If the results of such work comport with results from balloon tag tests in the Snake, total direct mortality through the old turbines will be roughly 5%. If mortality through the new turbines were two-and-a-half percentage points lower, total mortality through the new turbines would be only 2.5%. That, of course, is a 100% drop in mortality, which sounds very different from the 2-3% gain in survival reported in the media. This interpretation of the data is corroborated by a nugget of information buried in the Corps' press release revealing that the injury rate in the new turbine was "one-half the injury rate of the traditional turbines", consistent with a 100% drop in mortality.
If the media representatives were not hopelessly biased and/or incompetent, they could have raised these sorts of questions at the press conference, and perhaps reported things more accurately. But the incompetence and bias of the media is well-known to the Corps' public-relations professionals. Thus the $64 question: why did the Corps hold this press conference even before it had the results of the analysis in hand, under circumstances in which the media could only be expected to produce a grossly misleading characterization of the test results?
Effective public relations work would present a cumulative analysis of cutting turbine mortality in half at the eight mainstem projects. Conservative assumptions of 80% Fish Passage Efficiency and existing turbine mortality of 7.5% would produce an overall reduction in direct turbine mortality from 11.4% over eight dams to 5.8%. More realistic assumptions, plus accounting for fish that avoid turbines through transportation, would produce much, much smaller estimates of total direct turbine mortality through eight projects. Is it now politically-incorrect to reveal such tiny impacts from dams? If the Corps won't provide information in a form such that reporters can write articles like "New turbines cut death rate in half", who will?
Off-Topic:
New Judicial Appointees for the Ninth Circuit Signal Continued Decline in the Rule of Law
The few citizens who follow the intricacies of Chinagate may recall the name of John Huang, who was involved in supplying the Democrats with at least $1 million in illegal campaign contributions in the 1996 election. He was allowed to plead guilty to charges involving $7500 in the 1994 election with no jail time, a result William Safire's February 10, 2000 column aptly summarized: "John Huang, having been given a walk and thus under no coercion to talk, will remember nothing about Clinton-Gore involvement." This leniency reportedly violated federal sentencing guidelines, which would have required the imprisonment of Mr. Huang.

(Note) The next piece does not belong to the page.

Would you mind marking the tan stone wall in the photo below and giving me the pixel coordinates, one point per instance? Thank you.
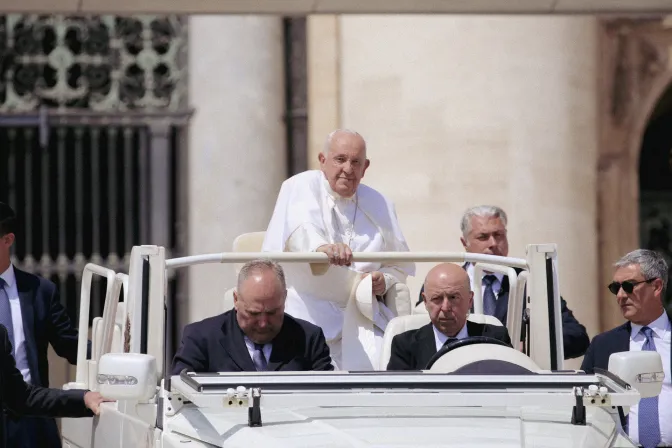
(237, 154)
(459, 111)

Now President Clinton has nominated the judge who approved the plea bargain, Richard A. Paez, for a lifetime appointment to the United States Court of Appeals for the Ninth Circuit. Senator Bob Smith of New Hampshire is filibustering against the appointment, but according to an AP wire report, the Republican leadership, "squelching dissent in [the] ranks", is going to schedule a vote that is expected to lead to Senate approval of the nomination later this week. Six Republican Senators, including Orrin Hatch, are expected to vote in favor of the nomination (along with all the Democrats), giving a 51-49 vote for the nominations.